What’s Good for the Goose

Every composer has his champions, and I’m always happy to see people leap to a favorite composer’s defense. It gives me a warm feeling inside, actually, even if I don’t much care for the composer’s music myself, because I think, “Someday that could be my music someone like that is defending.” A friend whose tastes otherwise often parallel mine recently admitted that Feldman’s music drove him up a wall, which I find amusing, rather than threatening. I have lived all my life with musicians around me putting down my favorite music. One of my professors told me that Cage was a charlatan and minimalism was bunk. Another met Cage, and said afterward, “I wouldn’t have that man at my house.” My favorite professor got denied tenure for bringing minimalism to class. I’ve listened to famous composers dismiss most of the new music I love as not being music at all. Students at Columbia spat with contempt when I brought them a rare Meredith Monk score. I’ve been told Robert Ashley isn’t a composer. I’ve eaten dinner with composers who regaled each other with Philip Glass jokes, while I took it in polite silence. I have spent my life analyzing and championing music that is despised and marginalized by the classical music world. 

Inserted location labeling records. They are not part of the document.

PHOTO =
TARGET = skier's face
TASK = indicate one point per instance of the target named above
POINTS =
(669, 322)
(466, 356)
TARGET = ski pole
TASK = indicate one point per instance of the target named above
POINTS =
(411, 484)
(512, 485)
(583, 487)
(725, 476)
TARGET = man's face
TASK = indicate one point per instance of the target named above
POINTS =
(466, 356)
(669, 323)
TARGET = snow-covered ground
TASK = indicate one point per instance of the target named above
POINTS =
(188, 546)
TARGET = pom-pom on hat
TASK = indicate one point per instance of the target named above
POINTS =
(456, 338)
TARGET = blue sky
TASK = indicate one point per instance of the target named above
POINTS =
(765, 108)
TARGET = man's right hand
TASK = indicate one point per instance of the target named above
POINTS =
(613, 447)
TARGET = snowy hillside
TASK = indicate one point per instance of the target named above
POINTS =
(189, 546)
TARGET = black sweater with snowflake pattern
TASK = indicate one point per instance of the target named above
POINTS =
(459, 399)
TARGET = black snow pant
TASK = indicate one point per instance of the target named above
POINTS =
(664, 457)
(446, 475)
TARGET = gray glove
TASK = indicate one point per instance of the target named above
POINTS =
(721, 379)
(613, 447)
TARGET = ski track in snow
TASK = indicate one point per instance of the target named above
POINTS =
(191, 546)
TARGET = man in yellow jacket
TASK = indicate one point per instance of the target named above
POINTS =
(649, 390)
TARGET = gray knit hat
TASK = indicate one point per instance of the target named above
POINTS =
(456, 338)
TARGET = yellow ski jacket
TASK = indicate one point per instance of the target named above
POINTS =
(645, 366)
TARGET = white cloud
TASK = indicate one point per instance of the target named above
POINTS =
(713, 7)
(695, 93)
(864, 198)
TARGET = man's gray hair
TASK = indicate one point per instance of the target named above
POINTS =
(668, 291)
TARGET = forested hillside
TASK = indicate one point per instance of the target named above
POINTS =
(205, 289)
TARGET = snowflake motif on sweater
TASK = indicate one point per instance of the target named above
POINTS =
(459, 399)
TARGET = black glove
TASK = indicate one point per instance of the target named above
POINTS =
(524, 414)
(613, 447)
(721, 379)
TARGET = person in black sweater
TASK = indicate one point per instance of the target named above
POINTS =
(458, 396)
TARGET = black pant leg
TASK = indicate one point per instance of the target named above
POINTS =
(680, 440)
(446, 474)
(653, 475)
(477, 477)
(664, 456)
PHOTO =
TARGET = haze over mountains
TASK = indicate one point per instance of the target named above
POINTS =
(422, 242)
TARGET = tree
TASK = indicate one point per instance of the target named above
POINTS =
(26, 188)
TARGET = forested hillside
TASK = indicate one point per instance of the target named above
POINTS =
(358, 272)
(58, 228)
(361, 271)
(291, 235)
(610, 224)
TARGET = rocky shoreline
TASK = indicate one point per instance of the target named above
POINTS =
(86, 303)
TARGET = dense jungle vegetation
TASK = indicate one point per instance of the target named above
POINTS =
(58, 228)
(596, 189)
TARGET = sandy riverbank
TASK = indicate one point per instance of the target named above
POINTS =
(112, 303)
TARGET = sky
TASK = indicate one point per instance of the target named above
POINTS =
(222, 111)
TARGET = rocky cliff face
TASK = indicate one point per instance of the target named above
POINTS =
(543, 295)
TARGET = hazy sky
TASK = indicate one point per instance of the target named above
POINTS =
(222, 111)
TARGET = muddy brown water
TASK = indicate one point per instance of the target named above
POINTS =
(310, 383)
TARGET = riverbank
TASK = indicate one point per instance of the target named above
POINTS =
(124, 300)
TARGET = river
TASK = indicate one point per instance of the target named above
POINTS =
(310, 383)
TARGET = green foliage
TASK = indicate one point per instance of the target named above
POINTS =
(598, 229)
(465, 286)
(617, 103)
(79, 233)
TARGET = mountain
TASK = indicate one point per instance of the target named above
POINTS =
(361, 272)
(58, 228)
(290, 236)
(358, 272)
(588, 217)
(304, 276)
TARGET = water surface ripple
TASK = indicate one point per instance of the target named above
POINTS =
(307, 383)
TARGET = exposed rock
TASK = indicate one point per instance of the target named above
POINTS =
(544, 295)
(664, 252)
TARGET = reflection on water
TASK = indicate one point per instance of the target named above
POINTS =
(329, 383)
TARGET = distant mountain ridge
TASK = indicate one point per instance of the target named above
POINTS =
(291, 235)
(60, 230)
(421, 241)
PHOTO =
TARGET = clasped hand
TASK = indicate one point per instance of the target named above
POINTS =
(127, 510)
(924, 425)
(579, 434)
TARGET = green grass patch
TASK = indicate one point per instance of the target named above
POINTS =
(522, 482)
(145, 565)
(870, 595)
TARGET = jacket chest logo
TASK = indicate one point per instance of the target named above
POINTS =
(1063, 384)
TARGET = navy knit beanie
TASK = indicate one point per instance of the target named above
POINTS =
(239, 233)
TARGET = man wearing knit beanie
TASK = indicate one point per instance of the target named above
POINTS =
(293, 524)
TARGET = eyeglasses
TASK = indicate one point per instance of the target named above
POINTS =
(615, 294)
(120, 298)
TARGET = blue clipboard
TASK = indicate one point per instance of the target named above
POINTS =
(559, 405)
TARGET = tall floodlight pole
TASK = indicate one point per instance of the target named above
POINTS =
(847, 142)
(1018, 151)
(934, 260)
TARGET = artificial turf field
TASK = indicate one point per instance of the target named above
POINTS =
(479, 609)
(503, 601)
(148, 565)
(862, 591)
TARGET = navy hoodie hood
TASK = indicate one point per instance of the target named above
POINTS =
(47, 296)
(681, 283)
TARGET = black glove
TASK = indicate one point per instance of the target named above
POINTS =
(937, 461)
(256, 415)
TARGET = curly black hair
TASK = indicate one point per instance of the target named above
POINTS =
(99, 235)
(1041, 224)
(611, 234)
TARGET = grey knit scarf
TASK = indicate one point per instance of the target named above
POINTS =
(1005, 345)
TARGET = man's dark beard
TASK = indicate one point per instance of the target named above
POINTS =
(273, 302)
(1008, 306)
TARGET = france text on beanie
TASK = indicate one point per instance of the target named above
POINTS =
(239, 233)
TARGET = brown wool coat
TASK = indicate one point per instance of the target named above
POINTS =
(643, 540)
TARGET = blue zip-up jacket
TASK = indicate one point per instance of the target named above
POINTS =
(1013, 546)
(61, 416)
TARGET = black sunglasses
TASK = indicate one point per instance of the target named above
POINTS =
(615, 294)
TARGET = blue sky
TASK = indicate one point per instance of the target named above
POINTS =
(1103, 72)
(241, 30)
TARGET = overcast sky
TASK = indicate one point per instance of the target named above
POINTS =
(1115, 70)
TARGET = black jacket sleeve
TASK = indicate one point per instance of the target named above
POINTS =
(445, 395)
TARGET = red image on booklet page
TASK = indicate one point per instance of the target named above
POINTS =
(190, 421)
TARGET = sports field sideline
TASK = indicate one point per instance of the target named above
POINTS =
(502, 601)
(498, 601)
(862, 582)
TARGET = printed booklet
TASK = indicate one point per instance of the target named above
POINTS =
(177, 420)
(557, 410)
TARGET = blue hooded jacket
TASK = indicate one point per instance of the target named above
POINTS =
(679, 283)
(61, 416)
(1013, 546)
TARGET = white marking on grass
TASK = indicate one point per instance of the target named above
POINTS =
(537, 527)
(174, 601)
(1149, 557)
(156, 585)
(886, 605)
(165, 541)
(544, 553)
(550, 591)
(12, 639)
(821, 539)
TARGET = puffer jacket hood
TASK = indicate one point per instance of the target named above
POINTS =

And so, listen: If I listen to Piston’s Seventh Symphony and don’t like it, you can bloody well put up with it. There’s no reason to pour vitriol on me. I’ve taken shit all my life for the kind of music I like, and I’ll be damned if I’m going to also take it for the music I don’t like. I’m especially not going to take it from establishment classical musicians, who tend to be the type who routinely damn and dismiss the music I love. I’m not in charge of Piston’s reputation. I am not in a position to do him any harm, nor would I if I could. I’ve been interested in Piston since I was in junior high school, and The Incredible Flutist was the only recording you could find. So I don’t like a piece you like. Feel that, multiply it by 20,000,000, and you’ll start to feel what my entire life among classical musicians has been like. And then you can back off and suck it up.